Well the only mistake you made is that you placed hte mark filters on the output of the interface.
I suggest you to park them in the PREROUTING chain and not in the output. It works fine to me.
Best regards
Stamatis
Catalin Borcea wrote:
Hello, I have a Linux box with 3 network adapters: eth0 : IP:10.200.0.1/24 eth1/ppp0: IP:80.97.105.98 eth2 : IP:192.168.1.100/24
I want that all the Internet traffic goes to the eth2 interface except the smtp traffic that I want to go to the ppp0 interface.
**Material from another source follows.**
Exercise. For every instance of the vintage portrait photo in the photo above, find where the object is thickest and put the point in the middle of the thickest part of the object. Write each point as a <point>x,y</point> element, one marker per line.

The main routing table is: 172.16.20.1 dev ppp0 proto kernel scope link src 80.97.105.98 192.168.1.0/24 dev eth2 scope link 10.200.0.0/24 dev eth0 scope link 192.168.254.0/24 dev eth1 scope link 127.0.0.0/8 dev lo scope link default via 192.168.1.1 dev eth2
I decided to use netfilter to mark the packets that leave the gateway from and to the smtp port. I do this in the OUTPUT chain of the mangle table. So, according to the docs, the marking will occur before routing for locally generated packets:
$IT -t mangle -A OUTPUT -p tcp --dport smtp -j MARK --set-mark 2 $IT -t mangle -A OUTPUT -p tcp --sport smtp -j MARK --set-mark 2
Then I define a new routing table (named "smtp") and a rule to redirect smtp packets to this table. The output of "ip rule ls" is: # 0: from all lookup local # 32765: from all fwmark 2 lookup smtp # 32766: from all lookup main # 32767: from all lookup 253
In table "smtp" I defined a default route by the dev ppp0. The output of "ip route ls table smtp" is: # default dev ppp0
When I try to connect to a smtp port somewhere in the Internet, tcpdump show me that these packets go to the eth2 interface (the main table default route). I don't know where is my mistake but it seems that the marking in the OUTPUT chain occurs AFTER and not BEFORE routing. Is this a correct behaviour? How can I solve my problem? Please help!